Citing Clayton Christenson’s work, “The Inventor’s Dilemma,” O’Reilly outlined how there are sustaining technologies that make existing methods better and disrupting technologies that are completely new ways of doing things.
Disrupting technologies often start out not working as well as the technologies they replace. New users regard them as toys, as was the case with early personal computers or web browsers. However, disrupting technologies eventually get better than the original.
Using the disruptive idea, O’Reilly went on to say that numerous paradigm sifts have influenced computing, ultimately bringing us to the open source UNIX model that we see today on Mac OS X.

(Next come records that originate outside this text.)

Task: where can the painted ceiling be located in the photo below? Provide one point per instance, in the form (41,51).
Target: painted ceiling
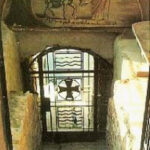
(86,13)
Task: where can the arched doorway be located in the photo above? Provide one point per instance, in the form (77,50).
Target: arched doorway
(68,81)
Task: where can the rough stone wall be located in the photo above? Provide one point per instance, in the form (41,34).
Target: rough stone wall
(25,121)
(11,60)
(126,107)
(3,139)
(145,4)
(32,42)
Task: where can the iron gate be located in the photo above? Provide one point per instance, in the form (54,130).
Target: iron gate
(68,81)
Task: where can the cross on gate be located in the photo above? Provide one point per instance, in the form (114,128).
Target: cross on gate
(69,89)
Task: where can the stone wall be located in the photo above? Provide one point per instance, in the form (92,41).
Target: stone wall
(25,121)
(11,60)
(34,41)
(145,4)
(3,138)
(126,107)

For example, the personal computer commoditized computer hardware. People used standard hardware instead of specialized hardware that required specialized code. Early PC companies looked for the “killer app,” or the application that would make the PC so important or useful that people would buy it.
“We have still not yet shed the mentality that the killer app does not have to live on the PC,” O’Reilly said.

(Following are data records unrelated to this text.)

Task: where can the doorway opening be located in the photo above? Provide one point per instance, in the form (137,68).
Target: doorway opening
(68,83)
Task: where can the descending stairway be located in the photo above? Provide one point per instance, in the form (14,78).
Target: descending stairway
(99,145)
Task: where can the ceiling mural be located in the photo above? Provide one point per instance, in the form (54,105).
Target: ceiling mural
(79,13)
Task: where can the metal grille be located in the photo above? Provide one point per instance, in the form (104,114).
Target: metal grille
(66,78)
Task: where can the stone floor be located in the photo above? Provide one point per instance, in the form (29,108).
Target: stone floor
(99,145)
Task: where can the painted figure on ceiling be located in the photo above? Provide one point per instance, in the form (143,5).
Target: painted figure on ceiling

O’Reilly went on to ask if a web browser was the killer app or was it the content that it browsed.
While refraining from an open source sermon, O’Reilly said that there are a few things that Mac OS X developers should adopt from their UNIX and Linux counterparts.
“What’s fundamental about Linux is that it is commoditizing the software,” O’Reilly said. “Licensing is a holdover from the last paradigm.”

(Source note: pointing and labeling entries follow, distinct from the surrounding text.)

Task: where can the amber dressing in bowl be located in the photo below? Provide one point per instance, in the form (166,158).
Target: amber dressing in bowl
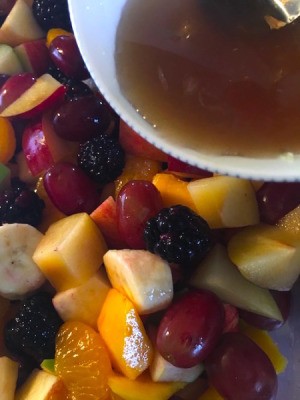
(215,78)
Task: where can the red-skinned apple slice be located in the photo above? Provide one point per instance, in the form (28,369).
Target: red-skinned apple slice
(20,25)
(34,56)
(42,147)
(43,94)
(134,144)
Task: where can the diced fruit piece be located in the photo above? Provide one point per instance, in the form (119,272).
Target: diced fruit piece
(33,56)
(82,361)
(134,144)
(185,339)
(71,251)
(44,93)
(266,343)
(173,191)
(20,25)
(128,389)
(8,378)
(266,255)
(226,366)
(130,350)
(7,141)
(83,303)
(163,371)
(105,216)
(42,147)
(137,168)
(145,278)
(220,199)
(218,274)
(19,275)
(9,61)
(43,386)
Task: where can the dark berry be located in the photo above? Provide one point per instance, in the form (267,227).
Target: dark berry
(74,88)
(52,14)
(102,158)
(33,329)
(18,204)
(178,235)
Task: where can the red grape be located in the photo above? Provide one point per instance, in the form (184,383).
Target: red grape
(70,190)
(65,54)
(275,199)
(239,369)
(190,328)
(137,202)
(283,300)
(81,118)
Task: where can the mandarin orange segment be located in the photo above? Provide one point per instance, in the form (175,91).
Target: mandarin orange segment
(7,140)
(137,168)
(82,362)
(124,334)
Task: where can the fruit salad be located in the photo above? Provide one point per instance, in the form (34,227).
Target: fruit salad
(126,274)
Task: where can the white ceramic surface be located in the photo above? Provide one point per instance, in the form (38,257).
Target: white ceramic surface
(95,23)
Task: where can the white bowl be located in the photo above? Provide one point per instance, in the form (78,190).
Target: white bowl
(95,23)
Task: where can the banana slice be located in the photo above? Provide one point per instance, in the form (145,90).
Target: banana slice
(19,275)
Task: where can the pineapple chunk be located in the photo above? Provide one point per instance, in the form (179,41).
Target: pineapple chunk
(123,332)
(145,278)
(71,251)
(225,201)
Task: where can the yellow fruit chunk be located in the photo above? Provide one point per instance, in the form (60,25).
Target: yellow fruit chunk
(210,394)
(82,362)
(54,32)
(124,334)
(71,251)
(173,190)
(137,168)
(7,140)
(225,201)
(267,344)
(142,388)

Most importantly, Mac developers and Apple should work to keep the Mac OS X Kernel small, with a clean, clear separation from programs. “I still like the idea that you can see through the OS,” O’Reilly said.
Further lessons that Mac developers and Apple can learn from UNIX and Linux is to adhere to standards and keep things small and modular. Also, Mac developers should document as they go with MAN pages and RFCs.
O’Reilly likes Mac OS X, namely its UNIX underpinnings, Apple’s commitment to wireless with Rendezvous and the digital hub concept, the i-apps, and Sherlock.
With Mac OS X’s UNIX core, O’Reilly said that Apple’s best move was to embrace a protocol centric model instead of APIs as Microsoft has. “It’s not just UNIX underneath,” O’Reilly said, “it’s the philosophy at the heart of Unix that’s important.”
In conclusion, O’Reilly said that Mac OS X is a great platform. To keep it that way, he said developers need to think platform, think network, think open and play well with others.
Pogue followed up with an entertaining history of the Macintosh, most of which should be well known to the Mac Central audience.
He then outlined the development of the Mac OS from System 1.0 to Mac OS 10.2. This included conventions that were lost between OSs that Pogue would like to see back. He also listed a few things that Mac OS X could learn from Windows XP and hundreds of items that XP could take from the Mac OS.
Pogue also gave predictions for Mac OS XV, such as documents yellowing to show their age, icons that better reflect their contents and size and more.
For the “deep future,” Pogue plotted curves that said by 2020, RAM vendors would pay us to take RAM, we will have 55″ monitors, and processors so fast that, “they get as hot as the sun and melt towards the core of the earth.”
On a more serious note, Pogue predicted more use of RAM drives that simply connect to the back of a Mac on a “nubbin” similar to how USB key drives work today. He also said that speech recognition is not the future and that battery problems will not go away in the near future.
Finally, Pogue said that Bluetooth is a “sure thing” for future development, and he went on to describe how it works.
“I can’t say what, but in the next two weeks, one of the major makers of something important in your life will start making something that has Bluetooth standard,” said Pogue.